One could spend years inside (and that is just trying to get in or out of the place or trying to get to the toilets), but I like to just take a few hours to get to the highlights. The only other time I was in the Louvre was in 1990 with my good friend Kris on our high school graduation trip. This trip really instilled the traveling bug in me (although at the time I was a bit overwhelmed by it all). One of my favorite memories with Kris was wandering around the museum with one of the chaperones of the trip. It was then we saw the Mona Lisa, the code of Hammurabi, and other famous works of art. In fact, in one of my old photo albums there is a photo of the Code of Hammurabi and not much else from the Louvre.

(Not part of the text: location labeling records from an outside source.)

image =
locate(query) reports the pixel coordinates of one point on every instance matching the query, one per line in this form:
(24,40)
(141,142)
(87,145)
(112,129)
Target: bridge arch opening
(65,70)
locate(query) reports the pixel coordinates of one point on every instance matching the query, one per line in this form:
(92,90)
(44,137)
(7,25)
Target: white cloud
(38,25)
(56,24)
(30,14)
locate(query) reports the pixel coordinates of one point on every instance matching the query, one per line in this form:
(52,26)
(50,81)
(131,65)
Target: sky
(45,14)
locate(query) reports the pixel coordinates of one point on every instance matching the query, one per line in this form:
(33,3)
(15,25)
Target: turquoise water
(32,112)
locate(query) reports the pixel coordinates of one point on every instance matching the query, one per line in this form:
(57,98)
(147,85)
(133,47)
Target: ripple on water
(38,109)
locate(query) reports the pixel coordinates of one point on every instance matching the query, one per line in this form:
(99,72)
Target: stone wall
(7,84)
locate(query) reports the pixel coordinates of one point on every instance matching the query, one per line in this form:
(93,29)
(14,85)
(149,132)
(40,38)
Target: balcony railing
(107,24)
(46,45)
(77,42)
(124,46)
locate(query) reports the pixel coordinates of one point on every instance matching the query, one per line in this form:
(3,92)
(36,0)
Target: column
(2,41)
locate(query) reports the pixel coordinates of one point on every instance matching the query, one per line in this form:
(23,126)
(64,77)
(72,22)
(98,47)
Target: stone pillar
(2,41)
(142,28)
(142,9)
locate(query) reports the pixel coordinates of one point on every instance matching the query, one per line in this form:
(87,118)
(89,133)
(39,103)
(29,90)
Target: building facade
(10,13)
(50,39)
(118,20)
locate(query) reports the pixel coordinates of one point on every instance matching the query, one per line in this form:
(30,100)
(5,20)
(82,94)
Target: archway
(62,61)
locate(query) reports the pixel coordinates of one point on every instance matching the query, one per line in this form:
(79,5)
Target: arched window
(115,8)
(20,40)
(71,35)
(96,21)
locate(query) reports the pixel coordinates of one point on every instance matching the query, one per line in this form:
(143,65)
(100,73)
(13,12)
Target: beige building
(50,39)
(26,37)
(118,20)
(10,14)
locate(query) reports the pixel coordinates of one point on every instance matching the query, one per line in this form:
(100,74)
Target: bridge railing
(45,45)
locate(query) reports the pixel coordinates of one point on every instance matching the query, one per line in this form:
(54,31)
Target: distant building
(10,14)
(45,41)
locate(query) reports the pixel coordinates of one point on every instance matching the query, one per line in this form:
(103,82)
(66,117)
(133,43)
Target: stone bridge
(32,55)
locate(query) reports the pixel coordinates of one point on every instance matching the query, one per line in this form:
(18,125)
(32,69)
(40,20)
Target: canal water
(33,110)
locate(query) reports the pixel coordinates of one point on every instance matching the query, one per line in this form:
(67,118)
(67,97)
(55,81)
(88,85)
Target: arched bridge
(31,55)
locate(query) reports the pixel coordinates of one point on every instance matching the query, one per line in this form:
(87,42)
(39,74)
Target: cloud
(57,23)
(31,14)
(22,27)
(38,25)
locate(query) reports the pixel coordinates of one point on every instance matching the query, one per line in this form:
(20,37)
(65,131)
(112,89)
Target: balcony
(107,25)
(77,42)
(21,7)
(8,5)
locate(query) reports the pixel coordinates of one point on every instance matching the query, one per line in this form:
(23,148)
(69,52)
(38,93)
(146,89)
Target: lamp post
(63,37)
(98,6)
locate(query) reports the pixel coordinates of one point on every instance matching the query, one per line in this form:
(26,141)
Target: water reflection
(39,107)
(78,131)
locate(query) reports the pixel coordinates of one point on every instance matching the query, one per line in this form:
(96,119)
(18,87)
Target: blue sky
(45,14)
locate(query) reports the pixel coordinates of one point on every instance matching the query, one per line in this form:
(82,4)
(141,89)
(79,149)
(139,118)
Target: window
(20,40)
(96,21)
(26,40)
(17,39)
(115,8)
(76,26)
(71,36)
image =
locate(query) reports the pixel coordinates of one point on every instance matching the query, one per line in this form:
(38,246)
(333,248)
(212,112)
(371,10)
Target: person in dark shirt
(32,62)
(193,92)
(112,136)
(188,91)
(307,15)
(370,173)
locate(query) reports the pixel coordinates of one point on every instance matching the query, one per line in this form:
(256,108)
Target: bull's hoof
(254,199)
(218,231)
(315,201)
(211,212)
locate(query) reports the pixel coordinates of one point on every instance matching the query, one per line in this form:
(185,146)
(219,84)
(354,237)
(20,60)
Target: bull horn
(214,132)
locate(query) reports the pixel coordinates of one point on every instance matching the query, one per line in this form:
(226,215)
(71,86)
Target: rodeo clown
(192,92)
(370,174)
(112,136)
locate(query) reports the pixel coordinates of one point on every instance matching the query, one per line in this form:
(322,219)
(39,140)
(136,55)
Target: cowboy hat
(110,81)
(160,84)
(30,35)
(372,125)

So as Daniel and I made our highlights tour around the museum, I made sure to visit those select paintings that brought back memories of 1990.
One thing I noticed, was that in the 17 years since I visited, some places look completely different, reorganized, and modernized. On the other hand, there are some rooms where it looks like nothing has changed since my previous visit. Daniel enjoyed seeing some great works of art, as did I, and we spent some time taking photos of Venus de Milo as well as some other famous pieces, including the famous Napoleon crowning himself painting by Jaques-Louis David.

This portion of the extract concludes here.